The Women of Congress are taking on the media.
Instead of answering hard-ball questions, they will be battling it out on the ball diamond.
North Dakota Senator Heidi Heitkamp will step up to bat Wednesday for the fifth annual game pitting congresswomen against women in the press.
The game is really about beating more than the rival team.
She's been going to practice and gearing up for the big game.
This is Senator Heidi Heitkamp's first time playing in the Congressional Women's Softball game in Washington D.C.
A fun but competitive event that pits congresswomen against women in the press.
"Ever since I did the advertisement where I hit the ball, they're pretty excited they think I can hit a long ball." says Sen. Heitkamp.
It's not a long shot she was asked to play, especially considering what the game is really all about.
"Well the game is an excellent opportunity for folks to get together and have a good time, but it is also is a fundraiser for breast cancer, so it's kind of a natural fit for me." says Sen.
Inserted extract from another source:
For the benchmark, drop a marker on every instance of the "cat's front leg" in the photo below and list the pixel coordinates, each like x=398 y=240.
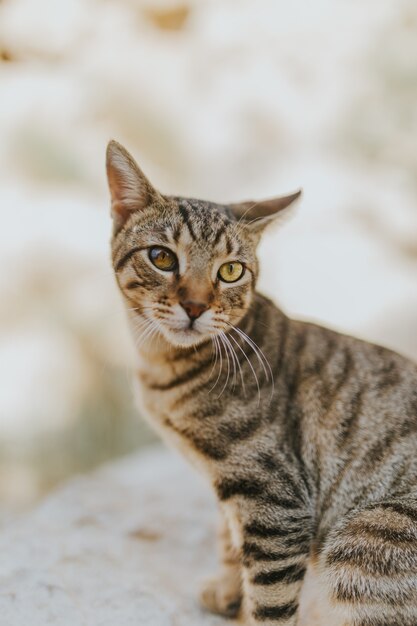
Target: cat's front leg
x=223 y=594
x=275 y=551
Heitkamp.
Heidi beat breast cancer around 13 years ago, now she's playing to help other women.
"A lot of women have sisters or aunts or mothers who have had breast cancer, I think it touches everyone and we know if it's something that is detected early, it's a lifesaver, but what we're really looking for is prevention and stopping this from ever becoming a factor in anyone's life." says Sen. Heitkamp.
This games puts politics aside and allows women to reach across the aisle and play for the same team.
"It's been great getting to know House members, and there's a lot of trash talk with the media, and so that's all kind of exciting." she says.
An exciting way to raise awareness and money for research, but first they have to play ball.
"It's always a little hard because the expectations are pretty high and so hopefully we'll all survive and no one will get hurt and we'll live to fight on another day."
The Congressional Women's Softball game starts Wednesday in Washington D.C. at 7:00 p.m.
The game has raised over $250,000 in the past five years to assist young women diagnosed with breast cancer.